Sunday, April 29, 2007

Thermochemical liquefaction of corn components: Heat transfer, process and mechanism

Bo Zhang1, Marc von Keitz2, and Kenneth Valentas2. (1) Department of Bioproducts and Biosystems Engineering, University of Minnesota, 1390 Eckles Ave, Saint Paul, MN 55108, (2) BioTechnology Institute, University of Minnesota, 1479 Gortner Avenue, Suite 240, St.

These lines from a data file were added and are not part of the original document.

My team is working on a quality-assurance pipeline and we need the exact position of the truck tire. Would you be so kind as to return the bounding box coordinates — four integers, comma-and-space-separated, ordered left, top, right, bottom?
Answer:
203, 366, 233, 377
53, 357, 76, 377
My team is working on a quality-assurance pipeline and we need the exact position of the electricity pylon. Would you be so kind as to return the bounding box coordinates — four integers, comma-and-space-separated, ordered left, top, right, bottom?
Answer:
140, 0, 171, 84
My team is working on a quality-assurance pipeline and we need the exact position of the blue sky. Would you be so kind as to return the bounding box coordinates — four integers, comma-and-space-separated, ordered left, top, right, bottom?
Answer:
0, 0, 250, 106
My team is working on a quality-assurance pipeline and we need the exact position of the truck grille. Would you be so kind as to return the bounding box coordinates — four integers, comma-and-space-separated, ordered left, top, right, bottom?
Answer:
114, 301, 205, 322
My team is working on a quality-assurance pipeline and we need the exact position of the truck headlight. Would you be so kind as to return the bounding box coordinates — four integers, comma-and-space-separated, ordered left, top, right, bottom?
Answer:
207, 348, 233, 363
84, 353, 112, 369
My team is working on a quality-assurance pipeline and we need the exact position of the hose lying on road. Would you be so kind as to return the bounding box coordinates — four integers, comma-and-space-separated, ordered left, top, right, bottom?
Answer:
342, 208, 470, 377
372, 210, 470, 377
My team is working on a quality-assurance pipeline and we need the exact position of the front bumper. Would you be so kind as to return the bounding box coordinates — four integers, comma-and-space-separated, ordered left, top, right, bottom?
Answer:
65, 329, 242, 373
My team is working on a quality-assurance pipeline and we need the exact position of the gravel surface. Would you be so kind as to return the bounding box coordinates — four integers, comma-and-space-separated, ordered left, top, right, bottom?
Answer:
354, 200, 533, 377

Paul, MN 55108

The corn components, corn stalk, corn leaf, corn cob, corn stover, and corn stover pellet, were liquefied in a batch pressure vessel equipped with an induction heating system, which allows the reduction of heat-up times by about two orders of magnitude.  Various corn components show different densities, but similar compositions, and do not seem to affect the yield and composition of bio-crude oils.  The direct conversion of corn stover pre-treated with dilute acid and lignin extracted from corn stover, were also studied to evaluate suitability as the raw material for producing bio-crude oil.  Liquefaction process of corn stover was optimized using the following treatment variables: heating rate (5-140°C /min), cooling rate (4-80°C /min), reaction temperature (300-450 °C, corresponding to a pressure range of 3000-5000 PSI), reaction time (1-30 min), particle sizes, and catalysts.  The yields of bio-crude oil were found to depend on heating rate, final liquefaction temperature, the length of reaction time.  The major compounds from biomass liquefaction were identified and quantified by GC-MS.  The mechanism of liquefaction reactions was proposed.